"I'm not running to your team while you go on some suicide mission." Her jaw set with surprising stubbornness. "This is my investigation. My evidence. My fight too."
"This isn't your?—"
"The moment I got sent into the middle of nowhere to get murdered, it became my fight." She shifted, wincing as her injured ankle moved. "Besides, if your team is being watched, wouldn't me showing up alone paint a target on them anyway?"
She had a point. Griff started the truck again, pulling back onto the road. They needed shelter, and soon. Sarah was running on fumes and attitude.
"We need somewhere to regroup," he said. "Somewhere off anyone's radar."
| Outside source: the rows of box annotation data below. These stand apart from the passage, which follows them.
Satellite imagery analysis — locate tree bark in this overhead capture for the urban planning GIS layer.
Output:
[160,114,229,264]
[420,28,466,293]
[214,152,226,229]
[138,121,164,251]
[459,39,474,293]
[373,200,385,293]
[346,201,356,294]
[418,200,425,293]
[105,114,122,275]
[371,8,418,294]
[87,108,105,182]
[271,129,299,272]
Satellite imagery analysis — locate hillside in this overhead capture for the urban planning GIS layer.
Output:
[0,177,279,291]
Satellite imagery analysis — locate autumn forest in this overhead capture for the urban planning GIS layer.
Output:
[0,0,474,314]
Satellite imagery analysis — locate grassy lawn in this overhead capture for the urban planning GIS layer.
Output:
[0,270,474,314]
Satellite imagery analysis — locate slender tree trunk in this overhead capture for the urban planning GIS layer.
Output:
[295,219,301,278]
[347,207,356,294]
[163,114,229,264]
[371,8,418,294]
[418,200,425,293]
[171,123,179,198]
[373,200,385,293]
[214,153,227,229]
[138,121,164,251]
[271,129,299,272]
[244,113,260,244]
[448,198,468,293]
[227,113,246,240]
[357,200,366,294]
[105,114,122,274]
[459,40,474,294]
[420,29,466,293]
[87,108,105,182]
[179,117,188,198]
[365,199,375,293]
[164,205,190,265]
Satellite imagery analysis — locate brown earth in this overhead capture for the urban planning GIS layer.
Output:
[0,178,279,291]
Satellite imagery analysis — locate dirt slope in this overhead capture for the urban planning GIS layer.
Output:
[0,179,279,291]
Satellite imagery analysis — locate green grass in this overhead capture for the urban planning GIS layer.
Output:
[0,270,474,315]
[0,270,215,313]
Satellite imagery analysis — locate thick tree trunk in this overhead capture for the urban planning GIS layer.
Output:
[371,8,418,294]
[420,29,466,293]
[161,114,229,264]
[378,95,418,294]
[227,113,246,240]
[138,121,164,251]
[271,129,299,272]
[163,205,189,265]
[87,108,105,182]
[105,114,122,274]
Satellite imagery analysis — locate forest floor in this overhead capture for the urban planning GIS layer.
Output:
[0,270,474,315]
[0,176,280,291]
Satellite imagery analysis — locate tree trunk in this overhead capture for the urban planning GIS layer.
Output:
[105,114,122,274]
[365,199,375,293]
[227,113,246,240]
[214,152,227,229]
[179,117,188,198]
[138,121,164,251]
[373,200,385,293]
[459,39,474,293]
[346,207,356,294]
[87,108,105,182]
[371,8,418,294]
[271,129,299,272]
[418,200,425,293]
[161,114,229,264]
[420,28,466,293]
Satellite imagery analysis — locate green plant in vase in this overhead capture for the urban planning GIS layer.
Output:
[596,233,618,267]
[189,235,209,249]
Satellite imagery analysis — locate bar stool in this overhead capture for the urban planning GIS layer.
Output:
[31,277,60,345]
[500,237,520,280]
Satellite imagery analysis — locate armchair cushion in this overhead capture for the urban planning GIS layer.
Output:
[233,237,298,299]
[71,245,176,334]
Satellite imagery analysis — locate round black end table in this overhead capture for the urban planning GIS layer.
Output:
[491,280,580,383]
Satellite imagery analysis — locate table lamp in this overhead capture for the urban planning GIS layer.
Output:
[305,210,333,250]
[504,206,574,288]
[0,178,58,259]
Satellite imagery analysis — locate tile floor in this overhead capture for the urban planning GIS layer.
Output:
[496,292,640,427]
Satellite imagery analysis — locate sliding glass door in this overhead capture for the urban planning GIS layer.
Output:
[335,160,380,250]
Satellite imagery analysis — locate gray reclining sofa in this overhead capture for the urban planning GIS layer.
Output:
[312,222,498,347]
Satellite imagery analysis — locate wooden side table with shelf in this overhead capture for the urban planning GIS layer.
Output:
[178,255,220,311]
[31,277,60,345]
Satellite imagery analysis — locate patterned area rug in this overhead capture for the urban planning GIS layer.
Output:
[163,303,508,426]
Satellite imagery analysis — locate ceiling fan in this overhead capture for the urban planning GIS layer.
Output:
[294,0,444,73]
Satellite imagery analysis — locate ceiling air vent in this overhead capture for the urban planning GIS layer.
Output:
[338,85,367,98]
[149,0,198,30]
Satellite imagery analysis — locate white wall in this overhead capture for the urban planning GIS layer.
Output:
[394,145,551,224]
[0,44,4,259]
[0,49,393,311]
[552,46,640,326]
Sarah stared out the window, her reflection ghostly in the glass. "Off the radar... no paper trail..." She straightened suddenly. "Wait. Pull over."
"What?"
"Pull over. I need to think."
He found another turnout, this one hidden by trees, and waited.
"Two years ago," she said slowly, "I investigated a tech CEO named Pietro Garofalo. Tax fraud case. He claimed business deductions for what he called a 'remote office facility' here in Montana."
"And?"
Her eyes snapped open. "It wasn't an office. It was a luxury survival bunker. Complete doomsday prepper setup, but with a wine cellar and art collection. He tried to write off the entire thing as a business expense."
"Where is it?"
"That's the thing—I studied every inch of it for the trial. Floor plans, security systems, utility reports. I know that place better than my own apartment." She frowned, concentrating. "Northeast of here, maybe forty miles? There was a hidden access road off a Forest Service route..."
"You've never actually been there?"
"Never needed to. The paper trail was enough to convict him." A hint of professional pride crept into her voice. "He's serving five to seven in federal prison. The property's tied up in asset forfeiture—the government technically owns it but hasn't figured out what to do with it yet."
Griff weighed the options. Following directions from someone who'd only seen satellite photos, to a place that might not even be accessible. But it was better than driving aimlessly until they ran out of gas or got spotted.
"Can you find it?"
"I memorized those maps for eight months of trial prep." She managed a weak smile. "I can find it."
8
The hidden accessroad was exactly where her memory placed it—behind a rusted Forest Service gate. A small surge of vindication lightened her mood for half a second. All those hours studying property records, mapping software, utility company filings. Her colleagues had called her obsessive. Turned out obsessive might save their lives.
"There," she pointed through the windshield. "That utility pole. Garofalo had to upgrade the power lines to handle his systems. Cost him eighty thousand dollars that he tried to categorize as 'routine maintenance.'"
Griff gave her a look she couldn't quite read in the darkness. "You remember the cost of utility poles from a two-year-old case?"
"I remember everything about financial crimes. It's..." She paused, unsure why she was explaining herself to this stranger who'd saved her life. "It's how my brain works. Numbers, patterns, discrepancies. They stick."
Like how she'd noticed his sat phone had a Knight Tactical inventory tag. Serial number starting with KT-7.
The access road wound through thick forest. Sarahgripped the door handle as her ankle throbbed with each bump.
The building materialized from the darkness. What looked like a rustic ranger station from the outside was actually architectural deception at its finest.
"Garoffalo’s seriously paranoid," she explained as Griff studied the structure. "Ex-Silicon Valley. Thought the government was spying on him. Ironic, considering he ended up in federal prison anyway."
"Security?"
"State of the art, or it was two years ago. Biometric locks, motion sensors, cameras." She closed her eyes, pulling up the mental blueprints she'd studied so long. "But he made a mistake. The security system has a maintenance override. Building code requirement—emergency services need access."